“Publishers should think twice before worshipping the iPad as the future platform for magazines and newspapers. That is, if they value their independence from an often-capricious corporate gatekeeper,” Brian X. Chen writes for Wired.
“The past week’s controversy swirling around Apple’s retroactive ban of sexy apps in the App Store seems trivial, but the implications of Apple’s arbitrariness should be disconcerting to members of the press and those who rely on the media for unbiased information,” Chen writes.
“From a legal perspective, Apple can do whatever it wants with the content in its App Store. Apple is not government, and thus it is not governed by the First Amendment,” Chen writes. “But the lack of bikini-clad ladies in the App Store isn’t the issue here. It’s the fact that Apple has so much market power, combined with the fact that magazine and newspaper publishers are getting pumped to produce apps for Apple’s iPad, which will be served through Apple’s tightly regulated App Store. The iPad could very well play a major role in the future of publishing.”

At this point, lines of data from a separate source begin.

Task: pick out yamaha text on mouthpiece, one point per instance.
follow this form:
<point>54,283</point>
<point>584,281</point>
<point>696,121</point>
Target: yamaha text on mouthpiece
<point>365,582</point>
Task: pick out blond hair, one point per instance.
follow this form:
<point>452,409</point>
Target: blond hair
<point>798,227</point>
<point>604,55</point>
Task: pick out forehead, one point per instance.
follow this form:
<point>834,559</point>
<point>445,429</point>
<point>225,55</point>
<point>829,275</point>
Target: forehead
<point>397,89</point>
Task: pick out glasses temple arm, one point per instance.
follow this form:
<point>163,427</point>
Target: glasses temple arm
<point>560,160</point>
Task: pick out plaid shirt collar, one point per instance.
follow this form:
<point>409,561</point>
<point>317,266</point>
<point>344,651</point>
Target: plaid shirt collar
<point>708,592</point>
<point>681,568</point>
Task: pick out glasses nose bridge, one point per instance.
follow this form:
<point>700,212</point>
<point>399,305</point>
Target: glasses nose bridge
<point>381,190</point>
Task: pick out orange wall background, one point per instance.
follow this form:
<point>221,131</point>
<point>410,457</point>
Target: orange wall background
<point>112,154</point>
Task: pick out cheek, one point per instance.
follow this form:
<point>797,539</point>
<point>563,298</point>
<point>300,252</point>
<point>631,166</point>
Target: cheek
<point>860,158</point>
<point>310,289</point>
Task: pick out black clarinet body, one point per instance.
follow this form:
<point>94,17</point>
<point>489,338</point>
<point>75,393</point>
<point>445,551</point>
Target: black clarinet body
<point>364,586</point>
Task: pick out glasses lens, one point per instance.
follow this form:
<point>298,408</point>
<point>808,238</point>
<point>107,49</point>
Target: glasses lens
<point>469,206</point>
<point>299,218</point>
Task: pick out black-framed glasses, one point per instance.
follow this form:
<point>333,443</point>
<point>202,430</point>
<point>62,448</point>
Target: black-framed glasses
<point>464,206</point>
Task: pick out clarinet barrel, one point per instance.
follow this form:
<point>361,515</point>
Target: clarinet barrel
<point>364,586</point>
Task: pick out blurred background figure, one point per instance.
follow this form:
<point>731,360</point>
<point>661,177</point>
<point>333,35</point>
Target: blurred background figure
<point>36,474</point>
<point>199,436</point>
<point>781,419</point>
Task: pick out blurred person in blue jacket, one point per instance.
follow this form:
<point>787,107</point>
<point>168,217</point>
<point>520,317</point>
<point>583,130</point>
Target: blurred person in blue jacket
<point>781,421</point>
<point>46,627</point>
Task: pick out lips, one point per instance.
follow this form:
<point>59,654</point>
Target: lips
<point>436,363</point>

Chen writes, “I’m optimistic that Apple will eventually create a separate section in iTunes for digital newspapers and magazines, giving publishers a platform to distribute their digital content based on a strict, contractual agreement that prevents their content from being arbitrarily removed at Apple’s discretion. Publishers should be waiting until Apple delivers that platform, rather than whipping up iPad apps and subjecting them to the gauntlet of Apple’s approval process.
Full article here.
MacDailyNews Take: Until the day newspapers turn off their websites and go “iPad-only” and/or Apple removes Safari and bans all Web browsers, we wouldn’t worry. For example, we have an app in Apple’s App Store (new version, MDN 2.1, just released!), but we also have a mobile site optimized for iPhone OS devices over which Apple has no control. Publishers don’t even need mobile sites, their regular sites will work just fine (provided their web designers use their heads and eschew Adobe’s shitastic Flash). The news media doesn’t have to go through Apple in order to deliver the news.